Previously financed by mining giants MMC Norilsk Nickel, the company announced two days ago that they would be terminating the contract with FC Moscow. Despite protests from both players and supporters alike, the company's decision held and it was deemed impossible that the club could continue playing in the RPL.
It is widely assumed that 3rd-place 1st Division team Alania Vladikavkaz will assume the place of FC Moscow in the Premier League for 2010. Alania has not played in the top flight since 2005 but had an excellent run in mid-1990s, becoming the first non-Moscow based club to win the championship.
But it is a disheartening end for the Caps.

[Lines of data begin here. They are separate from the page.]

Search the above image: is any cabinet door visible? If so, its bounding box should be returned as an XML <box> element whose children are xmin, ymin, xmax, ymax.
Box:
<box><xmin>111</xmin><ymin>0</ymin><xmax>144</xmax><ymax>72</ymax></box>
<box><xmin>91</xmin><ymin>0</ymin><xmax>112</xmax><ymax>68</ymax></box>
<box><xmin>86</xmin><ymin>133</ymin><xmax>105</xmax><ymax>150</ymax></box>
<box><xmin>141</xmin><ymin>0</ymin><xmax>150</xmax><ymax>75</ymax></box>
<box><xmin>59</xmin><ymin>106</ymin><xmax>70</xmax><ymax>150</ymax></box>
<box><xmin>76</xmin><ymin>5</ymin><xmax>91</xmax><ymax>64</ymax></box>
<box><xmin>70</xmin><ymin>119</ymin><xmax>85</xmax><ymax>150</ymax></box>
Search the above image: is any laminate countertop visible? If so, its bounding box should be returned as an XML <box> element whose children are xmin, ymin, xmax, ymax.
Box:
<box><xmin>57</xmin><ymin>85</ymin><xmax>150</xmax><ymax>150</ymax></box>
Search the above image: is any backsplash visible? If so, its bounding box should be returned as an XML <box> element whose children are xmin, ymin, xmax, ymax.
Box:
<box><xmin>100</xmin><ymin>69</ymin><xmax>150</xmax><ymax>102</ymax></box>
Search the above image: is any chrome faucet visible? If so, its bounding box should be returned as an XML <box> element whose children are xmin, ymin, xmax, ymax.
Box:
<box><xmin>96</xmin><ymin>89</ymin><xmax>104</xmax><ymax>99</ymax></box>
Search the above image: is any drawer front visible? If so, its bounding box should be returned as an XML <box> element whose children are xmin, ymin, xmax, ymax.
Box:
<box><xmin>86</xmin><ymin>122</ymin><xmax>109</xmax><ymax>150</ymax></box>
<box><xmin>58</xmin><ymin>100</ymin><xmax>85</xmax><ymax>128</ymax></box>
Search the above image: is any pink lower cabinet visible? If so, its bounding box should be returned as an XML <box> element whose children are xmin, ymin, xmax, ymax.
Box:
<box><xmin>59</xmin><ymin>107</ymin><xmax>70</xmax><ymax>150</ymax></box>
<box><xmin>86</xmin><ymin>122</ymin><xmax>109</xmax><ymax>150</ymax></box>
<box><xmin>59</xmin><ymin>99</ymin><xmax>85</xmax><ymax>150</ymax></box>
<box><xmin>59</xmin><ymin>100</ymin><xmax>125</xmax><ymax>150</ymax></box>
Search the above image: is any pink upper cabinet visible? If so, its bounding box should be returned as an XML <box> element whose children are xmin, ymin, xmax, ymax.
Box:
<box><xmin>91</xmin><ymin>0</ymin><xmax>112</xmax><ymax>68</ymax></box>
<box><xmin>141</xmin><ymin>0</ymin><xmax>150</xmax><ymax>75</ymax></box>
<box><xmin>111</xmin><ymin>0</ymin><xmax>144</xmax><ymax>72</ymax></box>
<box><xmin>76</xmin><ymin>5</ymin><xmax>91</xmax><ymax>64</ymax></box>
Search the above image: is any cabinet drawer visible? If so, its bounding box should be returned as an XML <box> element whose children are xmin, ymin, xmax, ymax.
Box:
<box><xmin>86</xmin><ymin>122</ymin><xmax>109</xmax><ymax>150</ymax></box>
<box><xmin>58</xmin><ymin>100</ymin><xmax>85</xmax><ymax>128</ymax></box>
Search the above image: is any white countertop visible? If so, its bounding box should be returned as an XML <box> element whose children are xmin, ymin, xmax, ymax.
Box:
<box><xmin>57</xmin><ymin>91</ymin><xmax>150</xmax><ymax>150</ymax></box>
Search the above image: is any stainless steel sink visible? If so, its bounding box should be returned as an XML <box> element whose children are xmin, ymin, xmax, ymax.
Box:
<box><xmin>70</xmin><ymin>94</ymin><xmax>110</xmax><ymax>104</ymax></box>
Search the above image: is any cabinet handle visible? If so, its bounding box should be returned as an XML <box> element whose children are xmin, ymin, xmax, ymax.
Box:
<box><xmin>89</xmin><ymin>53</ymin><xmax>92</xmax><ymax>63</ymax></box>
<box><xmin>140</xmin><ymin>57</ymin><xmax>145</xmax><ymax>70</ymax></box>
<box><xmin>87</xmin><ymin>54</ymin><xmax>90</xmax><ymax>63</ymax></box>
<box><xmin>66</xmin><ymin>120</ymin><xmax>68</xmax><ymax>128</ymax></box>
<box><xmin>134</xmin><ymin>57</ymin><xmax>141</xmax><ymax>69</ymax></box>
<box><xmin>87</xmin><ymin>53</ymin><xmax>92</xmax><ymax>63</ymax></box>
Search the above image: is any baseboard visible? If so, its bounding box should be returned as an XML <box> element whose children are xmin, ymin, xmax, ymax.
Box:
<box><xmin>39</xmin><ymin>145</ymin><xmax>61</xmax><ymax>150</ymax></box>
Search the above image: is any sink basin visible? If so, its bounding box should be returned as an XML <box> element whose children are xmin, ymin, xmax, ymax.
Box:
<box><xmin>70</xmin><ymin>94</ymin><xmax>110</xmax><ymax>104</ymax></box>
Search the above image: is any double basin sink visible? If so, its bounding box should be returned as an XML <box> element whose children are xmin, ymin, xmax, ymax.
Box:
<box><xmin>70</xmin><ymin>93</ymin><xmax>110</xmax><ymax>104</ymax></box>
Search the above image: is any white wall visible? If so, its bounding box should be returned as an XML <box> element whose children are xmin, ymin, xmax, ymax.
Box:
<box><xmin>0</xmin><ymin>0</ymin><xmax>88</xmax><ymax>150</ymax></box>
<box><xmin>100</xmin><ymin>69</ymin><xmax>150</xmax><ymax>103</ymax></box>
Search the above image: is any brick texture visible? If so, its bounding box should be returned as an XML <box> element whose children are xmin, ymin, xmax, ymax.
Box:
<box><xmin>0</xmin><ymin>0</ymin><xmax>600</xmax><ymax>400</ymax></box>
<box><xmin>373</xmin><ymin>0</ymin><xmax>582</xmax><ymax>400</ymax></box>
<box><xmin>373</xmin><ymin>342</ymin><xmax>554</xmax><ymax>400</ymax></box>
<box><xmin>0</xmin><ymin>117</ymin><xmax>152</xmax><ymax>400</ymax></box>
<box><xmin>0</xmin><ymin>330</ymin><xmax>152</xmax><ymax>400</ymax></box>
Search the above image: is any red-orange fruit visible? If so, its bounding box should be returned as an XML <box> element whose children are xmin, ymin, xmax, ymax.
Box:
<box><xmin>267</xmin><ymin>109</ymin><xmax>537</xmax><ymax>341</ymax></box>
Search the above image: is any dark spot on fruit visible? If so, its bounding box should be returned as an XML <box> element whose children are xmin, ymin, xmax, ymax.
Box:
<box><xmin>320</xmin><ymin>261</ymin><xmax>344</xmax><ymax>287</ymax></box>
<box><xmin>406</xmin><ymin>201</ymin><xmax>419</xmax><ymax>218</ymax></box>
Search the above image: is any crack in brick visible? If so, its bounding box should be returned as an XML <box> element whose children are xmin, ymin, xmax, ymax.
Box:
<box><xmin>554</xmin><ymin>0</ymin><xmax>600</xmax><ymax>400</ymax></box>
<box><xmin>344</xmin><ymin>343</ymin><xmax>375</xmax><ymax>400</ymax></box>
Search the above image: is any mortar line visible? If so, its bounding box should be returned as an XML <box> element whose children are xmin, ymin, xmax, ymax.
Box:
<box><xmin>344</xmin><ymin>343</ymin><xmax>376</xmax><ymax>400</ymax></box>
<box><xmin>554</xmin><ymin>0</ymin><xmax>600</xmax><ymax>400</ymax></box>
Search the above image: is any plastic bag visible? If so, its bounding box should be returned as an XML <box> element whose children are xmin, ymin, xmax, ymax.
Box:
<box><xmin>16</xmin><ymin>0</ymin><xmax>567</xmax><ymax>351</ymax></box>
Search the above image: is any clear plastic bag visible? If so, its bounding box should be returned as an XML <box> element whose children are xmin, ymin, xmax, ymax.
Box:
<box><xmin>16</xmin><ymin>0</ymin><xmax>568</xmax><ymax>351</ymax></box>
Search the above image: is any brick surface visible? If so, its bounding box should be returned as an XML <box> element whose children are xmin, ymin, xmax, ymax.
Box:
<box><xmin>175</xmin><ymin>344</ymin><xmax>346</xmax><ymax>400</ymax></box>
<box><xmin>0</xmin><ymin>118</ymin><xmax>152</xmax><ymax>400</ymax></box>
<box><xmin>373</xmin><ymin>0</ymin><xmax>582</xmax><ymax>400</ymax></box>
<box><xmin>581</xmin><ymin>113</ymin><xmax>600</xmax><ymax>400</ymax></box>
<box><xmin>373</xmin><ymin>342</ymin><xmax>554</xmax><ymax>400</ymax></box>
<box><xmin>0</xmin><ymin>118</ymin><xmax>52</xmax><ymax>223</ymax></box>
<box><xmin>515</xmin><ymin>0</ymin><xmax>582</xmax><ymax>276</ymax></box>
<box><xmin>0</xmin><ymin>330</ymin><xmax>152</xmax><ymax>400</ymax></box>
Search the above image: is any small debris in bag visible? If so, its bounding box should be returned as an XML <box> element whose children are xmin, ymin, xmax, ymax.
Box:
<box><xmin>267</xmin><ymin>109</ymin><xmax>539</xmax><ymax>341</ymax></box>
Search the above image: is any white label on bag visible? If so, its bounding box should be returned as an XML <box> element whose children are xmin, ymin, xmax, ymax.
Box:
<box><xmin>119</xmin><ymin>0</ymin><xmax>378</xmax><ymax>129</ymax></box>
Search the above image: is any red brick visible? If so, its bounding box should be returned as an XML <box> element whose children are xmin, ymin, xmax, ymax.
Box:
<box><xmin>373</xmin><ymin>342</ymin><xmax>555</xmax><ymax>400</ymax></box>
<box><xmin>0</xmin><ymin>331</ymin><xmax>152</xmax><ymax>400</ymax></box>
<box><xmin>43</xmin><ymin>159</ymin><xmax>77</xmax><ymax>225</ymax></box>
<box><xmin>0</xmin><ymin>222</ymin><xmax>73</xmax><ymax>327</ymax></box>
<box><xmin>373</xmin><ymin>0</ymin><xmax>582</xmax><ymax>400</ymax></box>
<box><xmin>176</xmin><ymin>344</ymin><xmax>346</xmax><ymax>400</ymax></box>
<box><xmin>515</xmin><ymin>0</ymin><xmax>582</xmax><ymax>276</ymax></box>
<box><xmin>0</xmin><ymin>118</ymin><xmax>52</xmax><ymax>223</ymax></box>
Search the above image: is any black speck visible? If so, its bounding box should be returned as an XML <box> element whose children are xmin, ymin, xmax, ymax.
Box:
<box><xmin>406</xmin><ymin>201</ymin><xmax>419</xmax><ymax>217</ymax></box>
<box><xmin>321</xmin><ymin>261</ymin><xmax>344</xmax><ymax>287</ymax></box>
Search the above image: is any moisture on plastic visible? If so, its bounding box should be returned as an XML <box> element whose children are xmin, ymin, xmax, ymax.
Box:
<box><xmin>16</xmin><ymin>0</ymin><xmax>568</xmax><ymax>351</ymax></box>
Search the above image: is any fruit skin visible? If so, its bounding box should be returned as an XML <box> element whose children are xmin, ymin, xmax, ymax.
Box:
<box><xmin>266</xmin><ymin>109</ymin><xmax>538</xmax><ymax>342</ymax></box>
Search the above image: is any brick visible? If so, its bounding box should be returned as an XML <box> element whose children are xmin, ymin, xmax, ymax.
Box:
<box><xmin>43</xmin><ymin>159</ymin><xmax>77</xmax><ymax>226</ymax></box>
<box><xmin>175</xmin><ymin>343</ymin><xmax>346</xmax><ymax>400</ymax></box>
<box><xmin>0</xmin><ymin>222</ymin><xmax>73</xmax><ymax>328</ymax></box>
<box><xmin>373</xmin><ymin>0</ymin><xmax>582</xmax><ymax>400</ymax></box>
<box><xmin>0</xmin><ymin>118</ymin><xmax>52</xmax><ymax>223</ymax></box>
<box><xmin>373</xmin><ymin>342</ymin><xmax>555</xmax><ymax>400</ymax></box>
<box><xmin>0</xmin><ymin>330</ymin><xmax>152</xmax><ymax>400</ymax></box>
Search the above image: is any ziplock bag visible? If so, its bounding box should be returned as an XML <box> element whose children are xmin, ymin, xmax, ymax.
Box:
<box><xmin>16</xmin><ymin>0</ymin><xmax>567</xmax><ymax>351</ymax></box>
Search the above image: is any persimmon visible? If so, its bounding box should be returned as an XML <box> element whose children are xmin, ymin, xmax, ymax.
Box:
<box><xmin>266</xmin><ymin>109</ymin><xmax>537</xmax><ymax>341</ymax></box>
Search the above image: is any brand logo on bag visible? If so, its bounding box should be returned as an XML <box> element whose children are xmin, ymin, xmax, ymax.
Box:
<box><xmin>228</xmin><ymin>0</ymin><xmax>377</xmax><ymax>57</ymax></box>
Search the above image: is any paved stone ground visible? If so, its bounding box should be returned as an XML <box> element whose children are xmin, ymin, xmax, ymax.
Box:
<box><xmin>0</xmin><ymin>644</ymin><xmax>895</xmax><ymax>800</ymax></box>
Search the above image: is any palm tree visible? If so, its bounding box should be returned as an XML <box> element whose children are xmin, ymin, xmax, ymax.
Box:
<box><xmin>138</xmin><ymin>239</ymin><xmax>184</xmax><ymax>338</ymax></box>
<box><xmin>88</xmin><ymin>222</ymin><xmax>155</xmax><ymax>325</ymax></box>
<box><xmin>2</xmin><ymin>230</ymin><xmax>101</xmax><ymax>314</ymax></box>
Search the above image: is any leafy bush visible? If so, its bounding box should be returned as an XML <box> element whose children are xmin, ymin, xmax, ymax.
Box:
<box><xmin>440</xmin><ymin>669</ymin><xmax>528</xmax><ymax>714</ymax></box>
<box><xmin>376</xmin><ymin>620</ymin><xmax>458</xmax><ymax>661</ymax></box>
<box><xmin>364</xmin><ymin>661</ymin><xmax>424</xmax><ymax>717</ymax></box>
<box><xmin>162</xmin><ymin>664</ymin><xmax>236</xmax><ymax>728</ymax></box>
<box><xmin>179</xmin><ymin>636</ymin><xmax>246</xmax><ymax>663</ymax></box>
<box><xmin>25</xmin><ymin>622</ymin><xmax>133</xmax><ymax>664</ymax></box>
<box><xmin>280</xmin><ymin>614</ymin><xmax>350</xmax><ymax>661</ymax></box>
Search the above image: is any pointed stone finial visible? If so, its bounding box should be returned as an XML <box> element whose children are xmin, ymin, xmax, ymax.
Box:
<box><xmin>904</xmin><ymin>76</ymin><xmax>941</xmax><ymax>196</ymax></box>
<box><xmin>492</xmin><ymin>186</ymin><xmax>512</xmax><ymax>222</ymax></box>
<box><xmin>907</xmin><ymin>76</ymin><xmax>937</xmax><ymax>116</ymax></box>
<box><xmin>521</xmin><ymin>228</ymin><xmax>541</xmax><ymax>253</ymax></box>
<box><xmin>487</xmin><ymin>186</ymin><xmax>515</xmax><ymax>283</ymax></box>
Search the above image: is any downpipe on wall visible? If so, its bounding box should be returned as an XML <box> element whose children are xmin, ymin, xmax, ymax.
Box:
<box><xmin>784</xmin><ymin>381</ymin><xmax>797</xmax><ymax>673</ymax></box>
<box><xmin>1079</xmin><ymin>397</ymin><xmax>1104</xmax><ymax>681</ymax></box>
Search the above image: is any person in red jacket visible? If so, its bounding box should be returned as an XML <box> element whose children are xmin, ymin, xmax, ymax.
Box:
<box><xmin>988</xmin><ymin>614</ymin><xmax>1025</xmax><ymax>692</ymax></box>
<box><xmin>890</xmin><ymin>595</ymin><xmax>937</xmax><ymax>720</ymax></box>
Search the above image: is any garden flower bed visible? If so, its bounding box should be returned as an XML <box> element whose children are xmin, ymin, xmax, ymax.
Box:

FC Moscow has never been a rich club and has always been looked on as "that other club", vastly overshadowed by goliaths CSKA, Spartak, Dinamo, and Lokomotiv. Because of this, they have gained the title of least-followed club in the RPL in terms of fan support. On most home dates, their stadium is filled with visiting ultras.
Even so, they have consistently been able to put together tremendous seasons, overachieving by miles. In fact, the club had not finished outside of the Top 10 in six years, despite losing all their talented players on a yearly basis.
The 2010 winter transfer period was no different.
The Caps starting lineup was picked to pieces by the bigger Moscow clubs. Talented young midfielder Dmitri Tarasov headed off for Lokomotiv, RFU Top 33 right back Kirill Nababkin departed for CSKA, and a trio of Alexandru Epureanu, Aleksandr Samedov, and Edgaras Cesnauskis all marched off to Dinamo.
But despite all these sales, which raised over €20 million, the club could still not stay afloat.
Maybe there were just too many Moscow-based clubs in the league? Although the city is the largest in Europe, six out of 16 in the RPL was excessive, especially when the smaller ones were forced to compete with the backing of Gazprom, Lukoil and other economic giants.
Maybe with their incredible success, the Caps luck simply ran out? After years of operating with very little income, it was only a matter of time before the economy finally caught up with the sinking club.
But either way, there are a number of fine players still remaining on the FC Moscow roster that will now be searching for a new club. Most prominently holding midfielder Aleksei Rebko, who made his Sbornaya debut on September 5 against Liechtenstein and was widely believed to be on the move after the 2009 season ended. But Rebko was loyal, and now he must test the open market.
He will most likely be offered a new job sooner rather than later, however.
Some players, like Belorusian international keeper Yuri Zhevnov are not so lucky. The 28-year-old was the key component to the Caps successes in 2009 but has not been offered any contracts elsewhere. Most of the top clubs already have a starting goalkeeper and the lesser clubs will most likely not be able to afford him.
It's a sad day for the Russian Premier League to lose a club that has truly played inspired football under Miodrag Bozovic.